Metadata-Version: 2.1
Name: ml_tooling
Version: 0.1.2
Summary: UNKNOWN
Home-page: https://github.com/andersbogsnes/ml_utils
Author: Anders Bogsnes
Author-email: abanbn@almbrand.dk
License: MIT
Description: # Model Utility library for Alm Brand
        [![Build Status](https://travis-ci.org/andersbogsnes/ml_utils.svg?branch=master)](https://travis-ci.org/andersbogsnes/ml_utils)
        [![Coverage Status](https://coveralls.io/repos/github/andersbogsnes/ml_utils/badge.svg?branch=master)](https://coveralls.io/github/andersbogsnes/ml_utils?branch=master)
        
        # Installation
        Use pip to install
        `pip install git+https://git@github.com/andersbogsnes/ml_utils.git`
        
        # Contents
        * Transformers
            - A library of transformers for use with Scikit-learn pipelines
        * Model base classes
            - Production baseclasses for subclassing - guarantees interface for use in API
                
        ## BaseClassModel
        A base Class for defining your model. 
        Your subclass must define two methods:
         
        - `get_prediction_data()`
         
            Function that, given an input, fetches corresponding features.

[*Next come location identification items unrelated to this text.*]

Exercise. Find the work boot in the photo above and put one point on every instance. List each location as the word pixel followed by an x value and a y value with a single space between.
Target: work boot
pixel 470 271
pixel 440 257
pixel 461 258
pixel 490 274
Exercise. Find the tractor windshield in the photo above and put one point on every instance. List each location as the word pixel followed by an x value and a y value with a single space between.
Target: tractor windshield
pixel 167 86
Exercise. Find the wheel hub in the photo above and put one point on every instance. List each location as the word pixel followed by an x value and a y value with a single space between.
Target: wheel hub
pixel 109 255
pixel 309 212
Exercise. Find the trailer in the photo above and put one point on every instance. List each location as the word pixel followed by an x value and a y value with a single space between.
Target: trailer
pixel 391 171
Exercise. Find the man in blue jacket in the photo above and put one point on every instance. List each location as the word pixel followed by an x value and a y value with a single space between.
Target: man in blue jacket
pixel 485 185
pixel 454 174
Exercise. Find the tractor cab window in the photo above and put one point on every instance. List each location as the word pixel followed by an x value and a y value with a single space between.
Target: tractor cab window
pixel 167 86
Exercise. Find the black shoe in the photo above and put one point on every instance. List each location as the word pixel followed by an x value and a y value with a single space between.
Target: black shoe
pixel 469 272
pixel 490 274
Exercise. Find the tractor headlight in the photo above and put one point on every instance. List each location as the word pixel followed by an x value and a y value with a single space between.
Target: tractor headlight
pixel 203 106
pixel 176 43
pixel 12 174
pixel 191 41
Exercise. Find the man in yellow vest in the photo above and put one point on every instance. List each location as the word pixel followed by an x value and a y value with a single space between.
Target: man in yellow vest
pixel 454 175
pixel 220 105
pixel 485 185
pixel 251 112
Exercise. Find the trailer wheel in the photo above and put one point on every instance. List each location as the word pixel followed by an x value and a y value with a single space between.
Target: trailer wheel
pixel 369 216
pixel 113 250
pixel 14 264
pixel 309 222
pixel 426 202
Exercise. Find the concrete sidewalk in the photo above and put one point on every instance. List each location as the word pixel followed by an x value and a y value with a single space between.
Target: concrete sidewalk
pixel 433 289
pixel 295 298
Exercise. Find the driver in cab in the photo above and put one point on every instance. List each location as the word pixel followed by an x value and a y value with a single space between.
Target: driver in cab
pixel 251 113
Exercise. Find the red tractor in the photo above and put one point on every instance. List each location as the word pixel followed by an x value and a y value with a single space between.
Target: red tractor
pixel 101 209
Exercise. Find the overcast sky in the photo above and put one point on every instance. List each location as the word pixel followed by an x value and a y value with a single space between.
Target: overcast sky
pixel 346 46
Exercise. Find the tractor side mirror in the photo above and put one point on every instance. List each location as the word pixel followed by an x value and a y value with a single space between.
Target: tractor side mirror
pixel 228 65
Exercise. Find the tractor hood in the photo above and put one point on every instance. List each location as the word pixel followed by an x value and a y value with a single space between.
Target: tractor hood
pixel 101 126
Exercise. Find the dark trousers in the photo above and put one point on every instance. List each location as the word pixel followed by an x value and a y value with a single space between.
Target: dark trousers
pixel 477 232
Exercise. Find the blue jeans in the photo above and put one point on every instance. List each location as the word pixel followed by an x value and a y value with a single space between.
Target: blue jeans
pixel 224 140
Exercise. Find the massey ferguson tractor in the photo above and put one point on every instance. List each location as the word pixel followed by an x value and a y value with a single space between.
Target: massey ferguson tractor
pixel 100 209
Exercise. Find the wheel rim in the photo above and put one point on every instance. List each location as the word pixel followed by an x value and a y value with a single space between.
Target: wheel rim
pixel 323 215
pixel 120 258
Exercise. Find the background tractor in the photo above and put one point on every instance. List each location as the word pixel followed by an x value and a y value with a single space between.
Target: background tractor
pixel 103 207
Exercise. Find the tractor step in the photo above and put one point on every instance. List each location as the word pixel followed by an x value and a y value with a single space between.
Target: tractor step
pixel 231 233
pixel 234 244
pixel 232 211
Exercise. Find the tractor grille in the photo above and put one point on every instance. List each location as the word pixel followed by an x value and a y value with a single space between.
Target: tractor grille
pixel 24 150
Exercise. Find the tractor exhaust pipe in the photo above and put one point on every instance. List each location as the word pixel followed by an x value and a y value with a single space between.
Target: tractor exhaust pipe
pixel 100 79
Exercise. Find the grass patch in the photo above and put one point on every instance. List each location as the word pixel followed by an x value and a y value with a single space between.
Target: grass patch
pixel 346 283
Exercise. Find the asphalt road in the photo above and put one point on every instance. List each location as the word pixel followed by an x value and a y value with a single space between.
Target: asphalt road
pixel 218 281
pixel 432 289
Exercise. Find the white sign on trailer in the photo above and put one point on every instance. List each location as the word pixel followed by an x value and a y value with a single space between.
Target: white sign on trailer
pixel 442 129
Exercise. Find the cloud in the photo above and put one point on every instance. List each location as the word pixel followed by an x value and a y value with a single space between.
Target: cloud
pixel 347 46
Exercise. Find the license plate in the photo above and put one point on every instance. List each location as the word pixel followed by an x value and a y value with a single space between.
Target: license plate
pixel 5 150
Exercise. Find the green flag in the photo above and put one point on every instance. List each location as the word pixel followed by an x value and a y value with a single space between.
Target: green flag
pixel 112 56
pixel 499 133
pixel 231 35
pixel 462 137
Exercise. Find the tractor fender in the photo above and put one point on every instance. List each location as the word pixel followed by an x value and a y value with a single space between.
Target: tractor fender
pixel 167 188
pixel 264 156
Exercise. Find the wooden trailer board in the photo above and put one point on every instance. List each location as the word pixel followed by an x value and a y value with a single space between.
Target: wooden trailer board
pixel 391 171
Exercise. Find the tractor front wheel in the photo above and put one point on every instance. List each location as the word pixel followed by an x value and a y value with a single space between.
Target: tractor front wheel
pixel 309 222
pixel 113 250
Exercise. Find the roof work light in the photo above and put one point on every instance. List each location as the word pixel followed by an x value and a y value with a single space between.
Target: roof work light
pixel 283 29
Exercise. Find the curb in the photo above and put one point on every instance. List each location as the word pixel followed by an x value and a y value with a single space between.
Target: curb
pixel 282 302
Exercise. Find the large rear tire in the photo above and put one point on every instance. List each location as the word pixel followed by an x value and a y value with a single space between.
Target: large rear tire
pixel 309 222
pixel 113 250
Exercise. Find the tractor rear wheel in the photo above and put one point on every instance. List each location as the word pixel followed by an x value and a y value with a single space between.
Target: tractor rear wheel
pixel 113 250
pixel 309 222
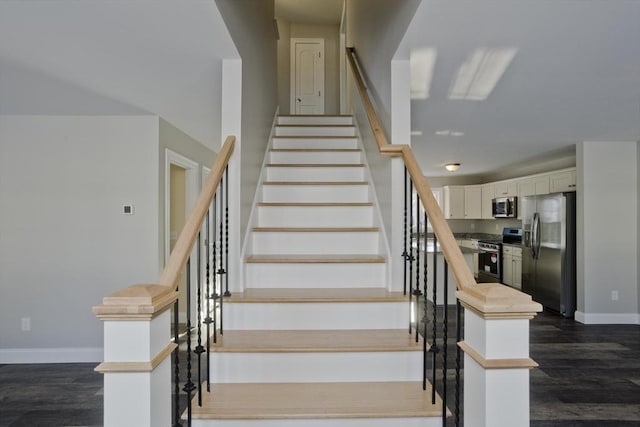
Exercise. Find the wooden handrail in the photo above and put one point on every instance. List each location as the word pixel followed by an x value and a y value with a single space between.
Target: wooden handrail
pixel 182 249
pixel 450 248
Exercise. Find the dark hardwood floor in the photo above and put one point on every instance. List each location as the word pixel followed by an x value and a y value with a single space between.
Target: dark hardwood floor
pixel 589 376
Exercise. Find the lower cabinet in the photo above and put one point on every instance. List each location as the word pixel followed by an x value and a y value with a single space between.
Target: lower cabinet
pixel 512 266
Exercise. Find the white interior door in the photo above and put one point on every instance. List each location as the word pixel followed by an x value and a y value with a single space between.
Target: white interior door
pixel 307 76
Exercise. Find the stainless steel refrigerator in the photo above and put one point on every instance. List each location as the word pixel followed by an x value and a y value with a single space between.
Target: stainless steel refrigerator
pixel 549 252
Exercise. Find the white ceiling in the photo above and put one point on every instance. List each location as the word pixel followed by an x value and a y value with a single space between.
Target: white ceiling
pixel 575 77
pixel 309 11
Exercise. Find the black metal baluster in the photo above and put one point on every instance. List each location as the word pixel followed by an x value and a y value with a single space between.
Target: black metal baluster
pixel 424 330
pixel 445 321
pixel 214 295
pixel 434 345
pixel 199 348
pixel 176 367
pixel 405 254
pixel 189 387
pixel 226 234
pixel 458 360
pixel 417 290
pixel 221 270
pixel 411 257
pixel 208 320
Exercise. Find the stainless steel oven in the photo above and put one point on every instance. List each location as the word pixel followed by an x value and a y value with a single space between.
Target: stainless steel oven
pixel 489 261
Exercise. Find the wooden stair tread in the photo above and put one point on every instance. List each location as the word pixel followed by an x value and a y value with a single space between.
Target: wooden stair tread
pixel 315 150
pixel 315 183
pixel 314 137
pixel 316 229
pixel 317 400
pixel 319 125
pixel 316 259
pixel 317 341
pixel 315 165
pixel 315 115
pixel 315 204
pixel 258 295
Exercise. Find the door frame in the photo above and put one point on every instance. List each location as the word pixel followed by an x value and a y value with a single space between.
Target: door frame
pixel 293 64
pixel 192 172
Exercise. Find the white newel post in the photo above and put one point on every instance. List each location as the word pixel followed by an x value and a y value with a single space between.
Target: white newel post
pixel 496 360
pixel 137 356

Used for predicting an unseen observation
         
        - `get_training_data()`
            
            Function that retrieves all training data. Used for training and evaluating the model
        
        
        ### Example usage
        Define a class using BaseClassModel and implement the two required methods.
        Here we simply implement a linear regression on the Boston dataset using sklearn.datasets
        ```python
        from ml_utils import BaseClassModel
        from sklearn.datasets import load_boston
        from sklearn.linear_model import LinearRegression, Ridge, LassoLars
        
        # Define a new class
        
        class BostonModel(BaseClassModel):
            def get_prediction_data(self, idx):
                x, _ = load_boston(return_X_y=True)
                return x[idx] # Return given observation
                
            def get_training_data(self):
                return load_boston(return_X_y=True)
            
        # Use our new class to implement a given model - any sklearn compatible estimator
        linear_boston = BostonModel(LinearRegression())
        
        results = linear_boston.score_model()
        
        # Visualize results
        results.plot.residuals()
        results.plot.prediction_error()
        
        # Save our model
        linear_boston.save_model('.')
        
        # Recreate model
        BostonModel.load_model('./LinearRegression')
        
        # Train Different models and get the best performing
        models_to_try = [LinearRegression(), Ridge(), LassoLars()]
        
        # best_model will be BostonModel instantiated with the highest scoring model. all_results is a list of all results 
        best_model, alL_results = BostonModel.test_models(models_to_try, metric='neg_mean_squared_error')
        print(alL_results)
        
        ```
        
        The BaseClass implements a number of useful methods
        
        #### `save_model()`
        Saves the model as a binary file
           
        #### `load_model()` 
        Instantiates the class with a joblib pickled model
           
        #### `score_model()`
        Loads all training data and trains the model on it, using a train_test split.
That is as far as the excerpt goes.